Elisabeth Anderson-Sierra, una mamma di tre figli che vive nell’Oregon (Stati Uniti), è entrata nel Guinness World Record per la più grande donazione di latte materno da parte di un individuo, donando 1.599,68 litri. Non è stata certo una gara per la donna, ma un percorso che ha dovuto affrontare dopo aver scoperto di soffrire della sindrome da iperlattazione.

Mi è stata diagnosticata ufficialmente per la prima volta nella primavera del 2015, ma ho iniziato a mostrare segni e sintomi della sindrome da iperlattazione nell’estate del 2014 durante la gravidanza del mio primogenito – ha raccontato a People – Era molto difficile da gestire. Non solo ero una mamma appena nata, ma avevo anche bisogno di imparare come usare i tiralatte e trovare un programma di estrazione”.

Da quando ha partorito il suo primo bambino, otto anni fa, Anderson ha appreso di dover convivere con questa sindrome, una rara condizione medica che induce il corpo a produrre un eccesso di latte materno: “Durante un tipico percorso di allattamento al seno, viene prodotto un ciclo di ormoni che producono la prolattina necessaria per la produzione di latte – spiega – Nel mio caso, ho la ghiandola pituitaria ingrossata e la secrezione è molto superiore a quella normale”.

Con questo eccesso di prolattina, il mio corpo produce latte da solo. E se non lo estraggo per alleviare la pressione, iniziano a verificarsi cose come infiammazioni dei tessuti, mastiti o sviluppo di ascessi.

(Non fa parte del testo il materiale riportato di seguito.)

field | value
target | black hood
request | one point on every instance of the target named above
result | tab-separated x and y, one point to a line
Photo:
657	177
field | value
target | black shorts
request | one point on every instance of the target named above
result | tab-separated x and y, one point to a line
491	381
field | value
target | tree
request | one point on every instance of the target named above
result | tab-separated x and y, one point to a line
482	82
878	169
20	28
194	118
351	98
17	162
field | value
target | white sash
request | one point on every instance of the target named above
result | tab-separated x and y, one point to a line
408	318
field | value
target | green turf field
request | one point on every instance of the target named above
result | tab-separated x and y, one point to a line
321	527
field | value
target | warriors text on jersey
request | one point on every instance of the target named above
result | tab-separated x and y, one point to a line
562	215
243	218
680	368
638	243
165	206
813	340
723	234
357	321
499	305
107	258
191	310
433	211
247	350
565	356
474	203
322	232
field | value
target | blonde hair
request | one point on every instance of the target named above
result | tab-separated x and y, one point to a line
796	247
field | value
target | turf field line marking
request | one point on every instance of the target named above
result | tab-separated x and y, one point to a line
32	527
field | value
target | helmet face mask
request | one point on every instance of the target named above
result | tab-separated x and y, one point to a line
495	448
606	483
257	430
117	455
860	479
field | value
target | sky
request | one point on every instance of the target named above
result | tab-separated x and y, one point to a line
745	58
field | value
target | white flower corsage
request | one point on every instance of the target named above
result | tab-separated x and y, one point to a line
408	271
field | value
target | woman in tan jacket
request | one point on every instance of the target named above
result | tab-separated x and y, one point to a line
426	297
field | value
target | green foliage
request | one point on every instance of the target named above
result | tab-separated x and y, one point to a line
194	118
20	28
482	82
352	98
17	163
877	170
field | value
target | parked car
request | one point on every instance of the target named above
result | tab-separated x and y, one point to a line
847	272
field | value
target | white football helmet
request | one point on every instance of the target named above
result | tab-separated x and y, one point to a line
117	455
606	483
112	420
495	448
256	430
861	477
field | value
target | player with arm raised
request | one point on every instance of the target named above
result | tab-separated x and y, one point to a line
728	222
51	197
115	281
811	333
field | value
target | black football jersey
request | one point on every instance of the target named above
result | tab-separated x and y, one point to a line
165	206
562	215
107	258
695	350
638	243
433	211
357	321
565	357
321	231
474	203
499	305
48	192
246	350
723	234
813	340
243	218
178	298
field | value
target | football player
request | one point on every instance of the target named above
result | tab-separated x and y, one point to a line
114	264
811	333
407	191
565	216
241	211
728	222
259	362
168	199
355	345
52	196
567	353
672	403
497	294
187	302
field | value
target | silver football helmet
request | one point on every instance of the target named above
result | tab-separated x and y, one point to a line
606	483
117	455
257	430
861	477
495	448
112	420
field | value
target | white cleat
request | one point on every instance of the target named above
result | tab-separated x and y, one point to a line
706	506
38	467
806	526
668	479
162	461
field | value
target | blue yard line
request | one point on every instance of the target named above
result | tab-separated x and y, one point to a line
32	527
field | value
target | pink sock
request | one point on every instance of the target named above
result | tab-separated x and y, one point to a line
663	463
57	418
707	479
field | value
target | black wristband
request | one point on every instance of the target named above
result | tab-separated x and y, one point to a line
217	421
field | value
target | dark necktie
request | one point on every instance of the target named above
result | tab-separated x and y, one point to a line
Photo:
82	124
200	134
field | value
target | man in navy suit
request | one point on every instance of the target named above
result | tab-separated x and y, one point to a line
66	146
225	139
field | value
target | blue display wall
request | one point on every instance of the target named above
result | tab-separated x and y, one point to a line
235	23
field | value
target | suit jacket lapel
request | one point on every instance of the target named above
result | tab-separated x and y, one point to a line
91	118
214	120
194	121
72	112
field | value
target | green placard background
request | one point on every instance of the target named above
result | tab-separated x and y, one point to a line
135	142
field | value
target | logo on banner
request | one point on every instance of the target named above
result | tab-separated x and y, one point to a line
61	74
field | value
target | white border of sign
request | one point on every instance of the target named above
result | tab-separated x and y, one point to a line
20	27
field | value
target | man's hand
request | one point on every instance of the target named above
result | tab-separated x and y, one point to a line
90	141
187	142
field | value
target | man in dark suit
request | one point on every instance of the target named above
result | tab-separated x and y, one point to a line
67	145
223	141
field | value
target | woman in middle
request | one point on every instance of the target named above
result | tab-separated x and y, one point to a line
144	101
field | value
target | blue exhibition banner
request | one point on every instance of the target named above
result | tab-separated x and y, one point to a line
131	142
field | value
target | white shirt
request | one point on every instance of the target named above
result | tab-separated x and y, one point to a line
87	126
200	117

Presto Elisabeth Anderson ha capito anche che questa sindrome avrebbe sconvolto la sua vita, anche, in termini di tempo: “Non avevo realizzato quanto avrei dovuto cambiare completamente il mio stile di vita per poter accogliere la sindrome”, sottolinea nell’intervista con il magazine.

Estraevo circa dalle 8 alle 10 volte al giorno e ogni sessione di estrazione poteva durare dai 45 ai 60 minuti circa. La sola estrazione equivale a un lavoro a tempo pieno e questo non prende in considerazione cose come il lavaggio e la sterilizzazione delle attrezzature, confezionare e congelare il latte.

“All’inizio, il tempo impiegato per fare tutto ciò che era necessario era molto più lungo a causa delle attrezzature e della tecnologia disponibili all’epoca”, aggiunge spiegando come, con il tempo, abbia compreso come gestire la sindrome da iperlattazione, trovando anche un lato positivo, ossia donare il suo latte materno:

Ho donato il latte dopo la nascita del mio primogenito a un centro che gestisce parte delle mie cure quando sono in maternità. È stato carino perché stavo donando il latte alle persone della nostra comunità, e potevo aiutare a colmare il divario per le donne che avrebbero partorito e non avevano subito il latte, invece di costringerle a dover integrare con il latte artificiale. E avevo ancora così tanto latte che l’ho donato anche fuori dal centro parto della comunità locale: poi ho anche fatto domanda presso una banca del latte che fornisce specificamente prematuri e micro-prematuri, per sostenere i nostri piccolissimi eroi.

Convivere con la sindrome, però, non è semplice e ci sono molti aspetti negativi a livello di salute. Per questo, Elisabeth Anderson ha dichiarato di aver iniziato a pensare a come procedere quando finirà di allattare il suo ultimogenito di  7 mesi:

Avevo già provato alcuni percorsi medici e anche se vedevamo alcuni benefici, gli effetti collaterali erano troppi per continuare con quei piani di trattamento. (…) Una delle opzioni è sottoporsi a una doppia mastectomia per rimuovere il tessuto vero e proprio che crea il latte materno. Avrò ancora molta prolattina nel mio corpo, ma ciò non influenzerebbe i recettori tissutali che la sfruttano per fare più latte.